I have always believed that my relationship with food has been pretty laid back and that I generally eat well.  However, I now don’t think this has been the case and what I have genuinely noticed recently is that if I eat fibre, colours, good meat, wholemeal grains I have more energy and feel better.  But when I don’t, I feel a bit rubbish.  Is it partly because I know more? Possibly.  But all the studies cannot be a lie – no one company benefits from people eating wholegrains.
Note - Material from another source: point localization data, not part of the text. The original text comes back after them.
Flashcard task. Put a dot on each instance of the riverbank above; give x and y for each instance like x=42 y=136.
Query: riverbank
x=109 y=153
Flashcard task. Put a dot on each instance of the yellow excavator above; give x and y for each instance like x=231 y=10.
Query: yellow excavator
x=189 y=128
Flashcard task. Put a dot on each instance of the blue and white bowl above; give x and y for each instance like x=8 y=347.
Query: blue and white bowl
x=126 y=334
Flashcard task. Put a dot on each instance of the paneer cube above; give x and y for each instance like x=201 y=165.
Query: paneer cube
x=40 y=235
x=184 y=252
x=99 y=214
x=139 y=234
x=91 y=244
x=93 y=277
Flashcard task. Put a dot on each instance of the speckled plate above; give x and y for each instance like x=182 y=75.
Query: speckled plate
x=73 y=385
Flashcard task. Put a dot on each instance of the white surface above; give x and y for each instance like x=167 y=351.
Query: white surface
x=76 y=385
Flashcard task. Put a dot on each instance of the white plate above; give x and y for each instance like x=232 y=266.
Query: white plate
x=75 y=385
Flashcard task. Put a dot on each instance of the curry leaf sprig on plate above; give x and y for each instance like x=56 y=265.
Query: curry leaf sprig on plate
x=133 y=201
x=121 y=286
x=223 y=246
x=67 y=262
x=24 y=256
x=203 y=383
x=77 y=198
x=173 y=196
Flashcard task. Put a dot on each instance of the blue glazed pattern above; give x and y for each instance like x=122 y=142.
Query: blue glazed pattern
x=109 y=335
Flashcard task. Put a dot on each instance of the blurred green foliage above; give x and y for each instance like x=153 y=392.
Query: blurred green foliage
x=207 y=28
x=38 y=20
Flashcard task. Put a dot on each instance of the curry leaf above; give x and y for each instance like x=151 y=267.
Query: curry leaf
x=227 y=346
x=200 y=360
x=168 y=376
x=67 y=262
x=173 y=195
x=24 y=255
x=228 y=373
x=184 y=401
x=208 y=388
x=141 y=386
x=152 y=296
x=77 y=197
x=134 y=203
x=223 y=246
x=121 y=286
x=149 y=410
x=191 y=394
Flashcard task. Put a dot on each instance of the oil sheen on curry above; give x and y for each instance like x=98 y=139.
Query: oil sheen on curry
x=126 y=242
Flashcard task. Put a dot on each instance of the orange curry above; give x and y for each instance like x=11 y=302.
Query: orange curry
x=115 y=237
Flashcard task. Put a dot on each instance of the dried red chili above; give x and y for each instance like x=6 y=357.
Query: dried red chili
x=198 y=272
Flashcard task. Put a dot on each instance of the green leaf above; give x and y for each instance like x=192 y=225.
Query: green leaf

So I am choosing to eat more of a Mediterranean diet incorporating whole foods and I’m finding that I don’t feel deprived at all.  I just make sure I have tasty good stuff in the fridge – for me nut butter, apples, oats, veggies and hummus, good bread made with wholegrains (or multigrain sourdough), dark chocolate and really nice herbal tea (genuinely works).  And I avoid processed meat, too much saturated fat (I love hot buttered toast!), processed/convenience foods, refined sugar.  I’d be so interested to hear your experiences- even if you just tried it for a couple of weeks, if you notice a difference, so do let me know.  

NB As always it’s your own choice what you eat, and if you have any food issues/physical issues do see your GP.